SQL Server AlwaysOn Availability Groups Monitoring and Alerting - Part 2

By:   |   Updated: 2018-12-03   |   Comments (7)   |   Related: > Availability Groups


Problem

In the part 1 of this tip series, I showed you how to build the inventory of replicas that form an Availability Group. However, that’s just half of the picture, because you must be able to check the status of the databases within Availability Groups and this has to be a constant check to make sure the databases are “available”.

Solution

I will be presenting a script that gathers basic, but very useful information for each Availability Group database.
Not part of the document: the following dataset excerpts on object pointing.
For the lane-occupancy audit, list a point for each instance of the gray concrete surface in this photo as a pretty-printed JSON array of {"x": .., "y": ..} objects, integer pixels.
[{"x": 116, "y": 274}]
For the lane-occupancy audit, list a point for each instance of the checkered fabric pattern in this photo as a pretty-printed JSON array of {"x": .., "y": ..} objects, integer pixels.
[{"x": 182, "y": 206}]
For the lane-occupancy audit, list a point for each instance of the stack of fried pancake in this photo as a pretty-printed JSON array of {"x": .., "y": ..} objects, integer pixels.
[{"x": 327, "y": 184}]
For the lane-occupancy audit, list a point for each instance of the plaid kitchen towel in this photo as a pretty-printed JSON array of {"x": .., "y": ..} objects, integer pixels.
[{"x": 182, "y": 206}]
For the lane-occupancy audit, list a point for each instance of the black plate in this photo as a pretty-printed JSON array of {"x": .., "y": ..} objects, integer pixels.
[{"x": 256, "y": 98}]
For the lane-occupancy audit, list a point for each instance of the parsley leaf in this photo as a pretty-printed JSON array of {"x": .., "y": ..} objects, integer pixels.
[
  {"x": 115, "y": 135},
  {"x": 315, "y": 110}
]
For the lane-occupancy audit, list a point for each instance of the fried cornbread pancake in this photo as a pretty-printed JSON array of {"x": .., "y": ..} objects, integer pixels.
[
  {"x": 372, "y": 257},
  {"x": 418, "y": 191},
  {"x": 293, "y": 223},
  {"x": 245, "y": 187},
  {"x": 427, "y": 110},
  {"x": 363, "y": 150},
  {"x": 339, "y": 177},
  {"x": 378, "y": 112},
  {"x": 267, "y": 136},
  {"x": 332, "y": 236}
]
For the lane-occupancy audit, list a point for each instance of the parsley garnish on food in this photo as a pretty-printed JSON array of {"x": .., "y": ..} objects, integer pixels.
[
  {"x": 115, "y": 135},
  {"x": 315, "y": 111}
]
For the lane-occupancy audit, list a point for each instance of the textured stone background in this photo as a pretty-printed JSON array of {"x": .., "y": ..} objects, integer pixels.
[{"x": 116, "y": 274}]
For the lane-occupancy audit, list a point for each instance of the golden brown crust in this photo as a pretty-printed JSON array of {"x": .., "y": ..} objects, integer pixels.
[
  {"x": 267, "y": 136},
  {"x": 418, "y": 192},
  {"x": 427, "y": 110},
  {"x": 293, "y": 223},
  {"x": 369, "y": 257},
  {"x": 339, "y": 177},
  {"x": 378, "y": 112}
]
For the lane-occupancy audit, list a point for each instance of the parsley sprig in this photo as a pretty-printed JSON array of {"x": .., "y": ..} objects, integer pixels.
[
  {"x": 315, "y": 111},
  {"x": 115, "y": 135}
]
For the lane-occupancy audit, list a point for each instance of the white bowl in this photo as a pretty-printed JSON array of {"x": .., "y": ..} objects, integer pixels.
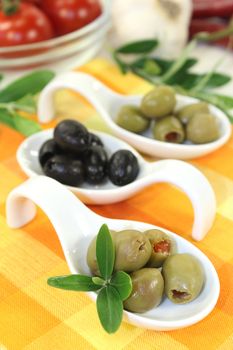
[
  {"x": 107, "y": 103},
  {"x": 183, "y": 175}
]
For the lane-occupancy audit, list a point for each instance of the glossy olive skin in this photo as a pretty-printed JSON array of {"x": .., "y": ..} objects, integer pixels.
[
  {"x": 147, "y": 292},
  {"x": 123, "y": 168},
  {"x": 48, "y": 150},
  {"x": 159, "y": 102},
  {"x": 162, "y": 246},
  {"x": 65, "y": 170},
  {"x": 202, "y": 128},
  {"x": 133, "y": 250},
  {"x": 94, "y": 140},
  {"x": 91, "y": 255},
  {"x": 187, "y": 112},
  {"x": 96, "y": 161},
  {"x": 72, "y": 136},
  {"x": 183, "y": 277},
  {"x": 131, "y": 118},
  {"x": 169, "y": 129}
]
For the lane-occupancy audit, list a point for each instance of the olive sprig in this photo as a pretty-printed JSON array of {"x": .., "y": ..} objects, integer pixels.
[
  {"x": 177, "y": 72},
  {"x": 112, "y": 288}
]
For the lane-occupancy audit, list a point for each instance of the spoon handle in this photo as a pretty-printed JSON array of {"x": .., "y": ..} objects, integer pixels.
[
  {"x": 65, "y": 211},
  {"x": 194, "y": 184},
  {"x": 93, "y": 90}
]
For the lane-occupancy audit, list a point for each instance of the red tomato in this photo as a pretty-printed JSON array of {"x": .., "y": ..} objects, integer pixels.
[
  {"x": 27, "y": 25},
  {"x": 69, "y": 15}
]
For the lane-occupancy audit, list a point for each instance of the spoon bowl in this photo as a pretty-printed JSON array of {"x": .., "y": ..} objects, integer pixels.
[
  {"x": 183, "y": 175},
  {"x": 107, "y": 103},
  {"x": 76, "y": 225}
]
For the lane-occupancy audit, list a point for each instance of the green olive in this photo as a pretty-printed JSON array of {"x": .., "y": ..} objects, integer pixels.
[
  {"x": 147, "y": 290},
  {"x": 202, "y": 128},
  {"x": 183, "y": 278},
  {"x": 187, "y": 112},
  {"x": 162, "y": 246},
  {"x": 132, "y": 249},
  {"x": 91, "y": 255},
  {"x": 169, "y": 129},
  {"x": 132, "y": 119},
  {"x": 159, "y": 102}
]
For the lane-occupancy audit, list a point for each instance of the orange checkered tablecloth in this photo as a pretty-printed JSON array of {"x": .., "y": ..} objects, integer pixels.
[{"x": 34, "y": 316}]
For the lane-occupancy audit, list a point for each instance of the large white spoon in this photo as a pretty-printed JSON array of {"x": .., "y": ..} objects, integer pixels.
[
  {"x": 108, "y": 103},
  {"x": 76, "y": 225},
  {"x": 183, "y": 175}
]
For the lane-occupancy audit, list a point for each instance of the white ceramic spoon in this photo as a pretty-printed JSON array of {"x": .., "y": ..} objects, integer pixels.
[
  {"x": 76, "y": 225},
  {"x": 108, "y": 103},
  {"x": 185, "y": 176}
]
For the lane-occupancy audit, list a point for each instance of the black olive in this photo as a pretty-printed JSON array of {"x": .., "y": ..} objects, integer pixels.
[
  {"x": 72, "y": 136},
  {"x": 123, "y": 167},
  {"x": 94, "y": 140},
  {"x": 48, "y": 150},
  {"x": 96, "y": 164},
  {"x": 65, "y": 170}
]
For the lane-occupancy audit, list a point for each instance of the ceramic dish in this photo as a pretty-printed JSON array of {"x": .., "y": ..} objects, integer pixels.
[
  {"x": 84, "y": 43},
  {"x": 76, "y": 225},
  {"x": 107, "y": 103},
  {"x": 185, "y": 176}
]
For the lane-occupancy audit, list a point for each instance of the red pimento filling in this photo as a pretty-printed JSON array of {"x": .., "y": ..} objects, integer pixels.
[
  {"x": 179, "y": 295},
  {"x": 162, "y": 247},
  {"x": 172, "y": 137}
]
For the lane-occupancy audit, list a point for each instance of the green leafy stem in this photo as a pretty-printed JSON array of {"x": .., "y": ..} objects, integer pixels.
[
  {"x": 113, "y": 288},
  {"x": 178, "y": 73},
  {"x": 20, "y": 95}
]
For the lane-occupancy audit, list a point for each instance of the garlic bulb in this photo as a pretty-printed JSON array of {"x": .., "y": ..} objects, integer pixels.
[{"x": 166, "y": 20}]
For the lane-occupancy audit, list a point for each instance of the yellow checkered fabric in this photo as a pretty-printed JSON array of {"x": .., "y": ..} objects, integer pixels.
[{"x": 34, "y": 316}]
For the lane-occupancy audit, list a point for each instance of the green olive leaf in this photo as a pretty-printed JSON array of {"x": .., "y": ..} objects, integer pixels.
[
  {"x": 73, "y": 282},
  {"x": 99, "y": 281},
  {"x": 25, "y": 126},
  {"x": 105, "y": 252},
  {"x": 110, "y": 308},
  {"x": 138, "y": 47},
  {"x": 123, "y": 284},
  {"x": 26, "y": 104},
  {"x": 29, "y": 84},
  {"x": 6, "y": 118}
]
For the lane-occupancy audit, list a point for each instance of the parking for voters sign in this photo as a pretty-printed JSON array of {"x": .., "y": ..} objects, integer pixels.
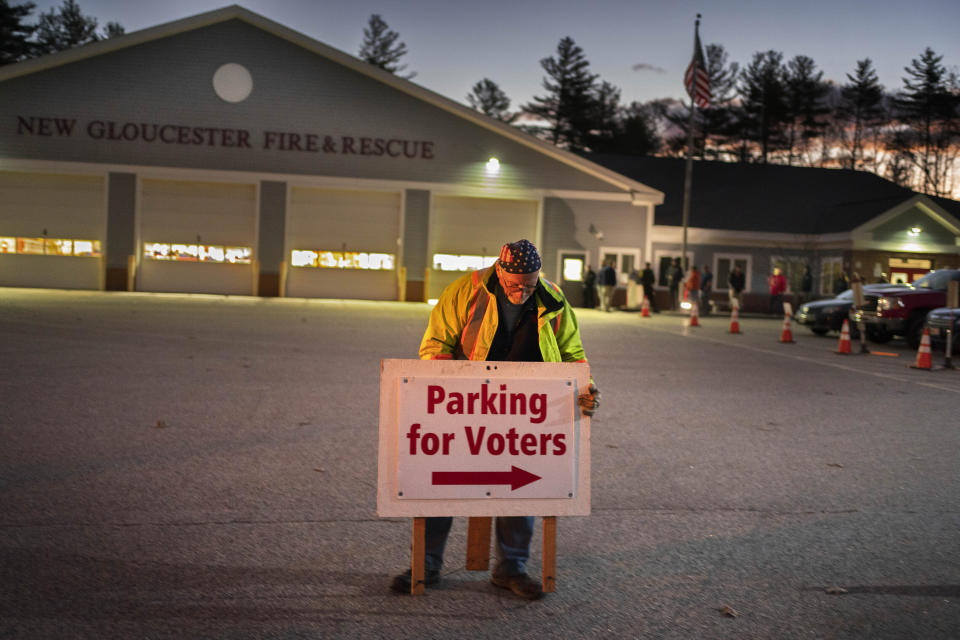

This information will be obtained from the performance counter objects and with PowerShell we are going to be able to gather this information from all the availability databases from the replicas inventory you already have.

SQL Server Availability Groups Monitoring Script

The Availability Groups inventory is built first, because that way you can run this second script against a smaller subset of SQL Server instances. You can probably do it within one run, but that wouldn’t be as efficient.

Also, there are some performance counter objects that must be obtained from the primary replica and others from the secondary ones.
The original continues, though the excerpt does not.